Cabeceaba , como si quisiese despertar . Le acariciaba la frente, y ese hombre parecía divisar la muerte como una bahía azul desde lo alto de la cama envuelto del cariño y respeto de sus hijos. Su rostro reflejaba una extrema dulzura mientras la memoria , así me gusta pensarlo, se poblaba de seres amados, canciones y risas felices.
Probablemente mi padre hubiese preferido un poco menos de generosidad por parte del oncólogo a cambio de unas horas de dolor consciente junto a sus hijos. Porque no pudimos despedirnos. como ese hombre merecía. Poderle decir al oído " ¡ te vas a la aventura!, ¡ buen viaje!" ", que es la frase que a él le gustaba repetir cuando éramos críos : " vamos a la aventura!".
Mi padre poseía la inocencia de los pobres y la naturalidad de los animales ante la muerte. Y pienso que no necesitaba ningún chute que le llevara a la caravana de elefantes blancos cargados de joyas que, dicen a la hora del trance supremo descienden hacia la bahía azul de la muerte.

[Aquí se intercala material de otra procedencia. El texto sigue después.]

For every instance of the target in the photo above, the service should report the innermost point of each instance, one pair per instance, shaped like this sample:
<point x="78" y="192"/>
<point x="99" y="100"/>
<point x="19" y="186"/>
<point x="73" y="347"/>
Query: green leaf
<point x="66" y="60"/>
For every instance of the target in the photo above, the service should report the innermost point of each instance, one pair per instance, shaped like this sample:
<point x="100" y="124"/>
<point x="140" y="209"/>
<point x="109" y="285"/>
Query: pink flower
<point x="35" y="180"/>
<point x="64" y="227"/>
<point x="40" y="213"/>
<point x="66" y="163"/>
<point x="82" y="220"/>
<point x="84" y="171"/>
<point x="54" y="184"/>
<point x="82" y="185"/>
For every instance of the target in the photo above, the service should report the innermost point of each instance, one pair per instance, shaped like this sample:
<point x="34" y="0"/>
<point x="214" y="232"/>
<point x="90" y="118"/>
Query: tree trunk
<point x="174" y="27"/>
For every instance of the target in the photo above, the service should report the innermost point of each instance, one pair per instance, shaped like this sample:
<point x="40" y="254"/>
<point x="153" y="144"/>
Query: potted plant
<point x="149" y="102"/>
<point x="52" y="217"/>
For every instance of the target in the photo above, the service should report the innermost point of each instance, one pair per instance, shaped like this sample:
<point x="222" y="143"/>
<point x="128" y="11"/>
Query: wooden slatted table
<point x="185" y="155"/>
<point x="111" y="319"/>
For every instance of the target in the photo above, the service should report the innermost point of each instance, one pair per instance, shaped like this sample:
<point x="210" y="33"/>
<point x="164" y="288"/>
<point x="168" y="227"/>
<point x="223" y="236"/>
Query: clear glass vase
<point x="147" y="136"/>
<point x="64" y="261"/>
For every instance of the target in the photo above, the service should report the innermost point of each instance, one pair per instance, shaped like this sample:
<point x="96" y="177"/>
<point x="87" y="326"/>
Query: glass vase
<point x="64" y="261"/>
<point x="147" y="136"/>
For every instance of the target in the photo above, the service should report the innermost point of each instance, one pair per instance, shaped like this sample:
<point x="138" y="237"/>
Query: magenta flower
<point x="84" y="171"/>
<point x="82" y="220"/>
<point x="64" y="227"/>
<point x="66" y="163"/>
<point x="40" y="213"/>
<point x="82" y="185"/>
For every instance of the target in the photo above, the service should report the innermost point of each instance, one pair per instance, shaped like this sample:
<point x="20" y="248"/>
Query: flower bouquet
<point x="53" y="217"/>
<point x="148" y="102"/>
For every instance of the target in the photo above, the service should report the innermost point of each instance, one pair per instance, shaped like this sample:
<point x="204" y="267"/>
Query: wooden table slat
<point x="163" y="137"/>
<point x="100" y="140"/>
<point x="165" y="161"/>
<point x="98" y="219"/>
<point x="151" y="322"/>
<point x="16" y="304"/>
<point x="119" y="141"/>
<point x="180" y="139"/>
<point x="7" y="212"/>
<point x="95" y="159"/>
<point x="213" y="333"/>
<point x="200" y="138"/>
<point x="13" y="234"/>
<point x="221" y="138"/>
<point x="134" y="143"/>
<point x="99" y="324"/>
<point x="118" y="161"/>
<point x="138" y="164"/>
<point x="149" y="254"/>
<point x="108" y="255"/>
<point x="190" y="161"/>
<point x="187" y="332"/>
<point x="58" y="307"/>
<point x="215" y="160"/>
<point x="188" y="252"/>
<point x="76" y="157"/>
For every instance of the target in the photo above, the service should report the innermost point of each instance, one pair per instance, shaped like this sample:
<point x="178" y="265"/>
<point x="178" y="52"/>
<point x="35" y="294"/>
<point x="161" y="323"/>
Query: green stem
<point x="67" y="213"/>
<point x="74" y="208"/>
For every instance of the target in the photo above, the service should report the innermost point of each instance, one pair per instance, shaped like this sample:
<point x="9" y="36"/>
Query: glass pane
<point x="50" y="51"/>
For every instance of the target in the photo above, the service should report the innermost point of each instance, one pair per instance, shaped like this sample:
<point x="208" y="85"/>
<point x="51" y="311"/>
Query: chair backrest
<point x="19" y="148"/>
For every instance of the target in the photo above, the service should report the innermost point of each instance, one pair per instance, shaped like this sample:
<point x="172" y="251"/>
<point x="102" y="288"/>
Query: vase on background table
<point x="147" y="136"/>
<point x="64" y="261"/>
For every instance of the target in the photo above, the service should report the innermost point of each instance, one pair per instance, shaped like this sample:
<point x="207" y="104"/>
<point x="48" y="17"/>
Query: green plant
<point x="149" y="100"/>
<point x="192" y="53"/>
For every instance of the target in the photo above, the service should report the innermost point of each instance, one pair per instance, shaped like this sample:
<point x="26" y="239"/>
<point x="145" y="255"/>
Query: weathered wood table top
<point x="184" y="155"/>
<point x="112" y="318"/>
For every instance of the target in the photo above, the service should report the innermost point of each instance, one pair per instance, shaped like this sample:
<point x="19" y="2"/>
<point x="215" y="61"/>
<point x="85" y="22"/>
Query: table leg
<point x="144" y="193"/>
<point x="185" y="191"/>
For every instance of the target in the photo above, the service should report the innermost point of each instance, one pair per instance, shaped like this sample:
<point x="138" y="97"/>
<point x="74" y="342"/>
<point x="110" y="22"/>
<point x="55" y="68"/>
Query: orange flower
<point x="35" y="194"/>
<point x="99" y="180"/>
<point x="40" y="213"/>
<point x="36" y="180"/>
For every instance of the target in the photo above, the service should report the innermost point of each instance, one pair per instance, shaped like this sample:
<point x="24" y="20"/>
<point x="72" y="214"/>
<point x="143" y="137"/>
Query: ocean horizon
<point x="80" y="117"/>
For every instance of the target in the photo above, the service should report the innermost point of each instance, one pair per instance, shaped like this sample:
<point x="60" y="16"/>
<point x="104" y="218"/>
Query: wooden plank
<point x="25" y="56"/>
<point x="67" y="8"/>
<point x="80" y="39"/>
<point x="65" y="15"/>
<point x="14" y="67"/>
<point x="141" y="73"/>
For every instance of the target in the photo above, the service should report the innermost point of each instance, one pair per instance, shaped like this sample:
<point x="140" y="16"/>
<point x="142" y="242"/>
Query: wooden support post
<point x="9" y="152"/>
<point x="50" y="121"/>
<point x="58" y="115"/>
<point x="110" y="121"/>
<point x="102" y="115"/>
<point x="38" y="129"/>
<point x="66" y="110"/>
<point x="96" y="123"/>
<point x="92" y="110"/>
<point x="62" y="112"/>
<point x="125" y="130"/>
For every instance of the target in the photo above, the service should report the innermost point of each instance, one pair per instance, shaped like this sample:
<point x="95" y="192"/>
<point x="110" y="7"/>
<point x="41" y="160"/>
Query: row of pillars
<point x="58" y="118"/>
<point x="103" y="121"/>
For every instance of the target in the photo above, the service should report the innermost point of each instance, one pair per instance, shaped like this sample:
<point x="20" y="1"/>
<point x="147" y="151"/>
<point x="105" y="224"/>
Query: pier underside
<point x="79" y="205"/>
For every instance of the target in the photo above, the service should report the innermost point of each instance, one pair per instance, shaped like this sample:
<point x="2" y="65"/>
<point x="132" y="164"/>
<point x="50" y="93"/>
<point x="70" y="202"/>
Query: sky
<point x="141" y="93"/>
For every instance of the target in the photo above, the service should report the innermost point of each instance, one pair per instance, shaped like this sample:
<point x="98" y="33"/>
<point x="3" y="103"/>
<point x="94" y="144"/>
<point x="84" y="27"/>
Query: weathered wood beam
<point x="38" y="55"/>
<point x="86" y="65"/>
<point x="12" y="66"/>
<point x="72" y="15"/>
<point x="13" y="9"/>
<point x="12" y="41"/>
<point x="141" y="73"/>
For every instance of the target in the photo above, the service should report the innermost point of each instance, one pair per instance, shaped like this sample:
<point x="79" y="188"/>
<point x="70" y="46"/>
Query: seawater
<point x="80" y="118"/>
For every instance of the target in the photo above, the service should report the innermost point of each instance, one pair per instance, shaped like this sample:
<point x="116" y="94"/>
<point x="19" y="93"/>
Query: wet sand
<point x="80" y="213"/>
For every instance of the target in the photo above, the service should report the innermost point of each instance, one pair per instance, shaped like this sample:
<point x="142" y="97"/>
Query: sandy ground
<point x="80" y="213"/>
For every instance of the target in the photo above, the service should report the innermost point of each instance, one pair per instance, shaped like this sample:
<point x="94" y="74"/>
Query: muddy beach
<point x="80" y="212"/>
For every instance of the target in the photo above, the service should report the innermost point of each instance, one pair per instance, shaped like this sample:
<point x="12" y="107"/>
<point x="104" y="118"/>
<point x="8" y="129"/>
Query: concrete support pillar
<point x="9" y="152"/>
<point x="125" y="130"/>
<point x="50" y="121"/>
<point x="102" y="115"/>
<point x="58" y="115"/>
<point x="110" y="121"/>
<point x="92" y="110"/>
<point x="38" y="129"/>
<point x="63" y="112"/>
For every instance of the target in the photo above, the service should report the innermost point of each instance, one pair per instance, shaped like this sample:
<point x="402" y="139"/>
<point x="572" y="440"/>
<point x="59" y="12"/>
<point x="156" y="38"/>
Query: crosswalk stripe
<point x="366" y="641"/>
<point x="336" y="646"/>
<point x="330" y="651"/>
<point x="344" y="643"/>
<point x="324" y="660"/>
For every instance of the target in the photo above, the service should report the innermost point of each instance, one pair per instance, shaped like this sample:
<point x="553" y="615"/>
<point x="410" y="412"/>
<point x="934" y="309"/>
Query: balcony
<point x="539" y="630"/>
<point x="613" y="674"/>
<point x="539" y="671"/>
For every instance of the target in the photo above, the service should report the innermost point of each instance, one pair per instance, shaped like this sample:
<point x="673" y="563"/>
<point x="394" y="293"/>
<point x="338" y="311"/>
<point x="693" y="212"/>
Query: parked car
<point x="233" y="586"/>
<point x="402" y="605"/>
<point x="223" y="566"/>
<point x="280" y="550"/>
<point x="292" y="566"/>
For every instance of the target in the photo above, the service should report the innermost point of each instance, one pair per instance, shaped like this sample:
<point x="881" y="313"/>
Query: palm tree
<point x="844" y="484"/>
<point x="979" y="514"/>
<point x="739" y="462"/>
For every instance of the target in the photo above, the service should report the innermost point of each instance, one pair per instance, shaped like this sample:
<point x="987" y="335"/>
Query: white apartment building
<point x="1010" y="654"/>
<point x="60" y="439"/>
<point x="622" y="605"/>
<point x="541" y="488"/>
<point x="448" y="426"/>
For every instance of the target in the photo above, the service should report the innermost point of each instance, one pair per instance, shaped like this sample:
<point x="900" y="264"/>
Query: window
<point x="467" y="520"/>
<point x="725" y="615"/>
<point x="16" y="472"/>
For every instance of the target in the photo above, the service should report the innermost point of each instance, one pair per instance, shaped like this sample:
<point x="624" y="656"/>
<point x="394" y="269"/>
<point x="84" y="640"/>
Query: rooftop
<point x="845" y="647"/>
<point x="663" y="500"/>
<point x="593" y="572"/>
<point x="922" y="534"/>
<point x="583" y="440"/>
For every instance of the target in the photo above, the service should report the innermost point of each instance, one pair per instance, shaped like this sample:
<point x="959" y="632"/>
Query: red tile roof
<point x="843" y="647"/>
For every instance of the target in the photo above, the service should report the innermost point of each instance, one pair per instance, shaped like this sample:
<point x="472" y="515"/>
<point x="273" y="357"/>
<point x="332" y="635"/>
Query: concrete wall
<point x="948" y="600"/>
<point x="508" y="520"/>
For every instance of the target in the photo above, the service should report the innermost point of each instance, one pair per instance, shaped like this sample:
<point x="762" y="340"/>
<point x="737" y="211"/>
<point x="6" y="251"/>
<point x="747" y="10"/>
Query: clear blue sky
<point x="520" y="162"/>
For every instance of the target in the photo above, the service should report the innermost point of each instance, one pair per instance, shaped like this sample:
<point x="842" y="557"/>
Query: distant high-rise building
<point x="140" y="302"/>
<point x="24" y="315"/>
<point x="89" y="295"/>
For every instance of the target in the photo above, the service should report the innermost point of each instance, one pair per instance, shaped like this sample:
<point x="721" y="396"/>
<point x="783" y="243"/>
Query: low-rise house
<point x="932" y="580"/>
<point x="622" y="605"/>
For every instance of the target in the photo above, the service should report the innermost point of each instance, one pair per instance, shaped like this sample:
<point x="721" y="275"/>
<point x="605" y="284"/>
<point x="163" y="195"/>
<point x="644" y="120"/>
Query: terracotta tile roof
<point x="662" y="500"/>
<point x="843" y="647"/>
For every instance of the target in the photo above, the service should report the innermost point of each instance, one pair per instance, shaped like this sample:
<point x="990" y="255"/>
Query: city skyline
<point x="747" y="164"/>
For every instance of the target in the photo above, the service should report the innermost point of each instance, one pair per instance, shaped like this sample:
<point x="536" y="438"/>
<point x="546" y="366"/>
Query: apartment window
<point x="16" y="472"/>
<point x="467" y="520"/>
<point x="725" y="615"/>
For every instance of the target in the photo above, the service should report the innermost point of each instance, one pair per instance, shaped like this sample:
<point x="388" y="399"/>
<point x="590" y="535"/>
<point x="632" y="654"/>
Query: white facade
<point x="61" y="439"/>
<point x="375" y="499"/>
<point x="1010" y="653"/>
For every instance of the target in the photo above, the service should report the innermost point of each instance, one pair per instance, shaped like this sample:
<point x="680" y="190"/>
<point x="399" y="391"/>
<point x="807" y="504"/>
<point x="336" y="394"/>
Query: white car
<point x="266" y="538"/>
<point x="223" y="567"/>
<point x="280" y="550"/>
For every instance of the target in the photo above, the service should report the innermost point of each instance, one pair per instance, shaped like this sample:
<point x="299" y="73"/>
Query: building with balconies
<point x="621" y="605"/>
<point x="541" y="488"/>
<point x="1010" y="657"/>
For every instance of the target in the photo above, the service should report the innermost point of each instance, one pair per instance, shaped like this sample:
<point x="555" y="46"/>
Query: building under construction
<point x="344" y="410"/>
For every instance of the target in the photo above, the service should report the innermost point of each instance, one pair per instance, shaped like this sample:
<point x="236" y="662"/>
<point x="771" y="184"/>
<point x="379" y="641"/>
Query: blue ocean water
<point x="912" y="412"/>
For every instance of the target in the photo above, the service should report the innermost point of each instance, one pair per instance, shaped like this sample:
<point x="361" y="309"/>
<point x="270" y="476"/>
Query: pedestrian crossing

La serenidad y la sabiduría que alcanzó al final de su vida hasta la séptima cara del dado, la vivió lleno de dignidad, sintetizando en su corazón , el amor y Dios , la muerte y el campo, la vida y su huerta, tan primorosamente atendida, una imagen de exquisita belleza unida a la oscuridad que se funde con la luz más cegadora.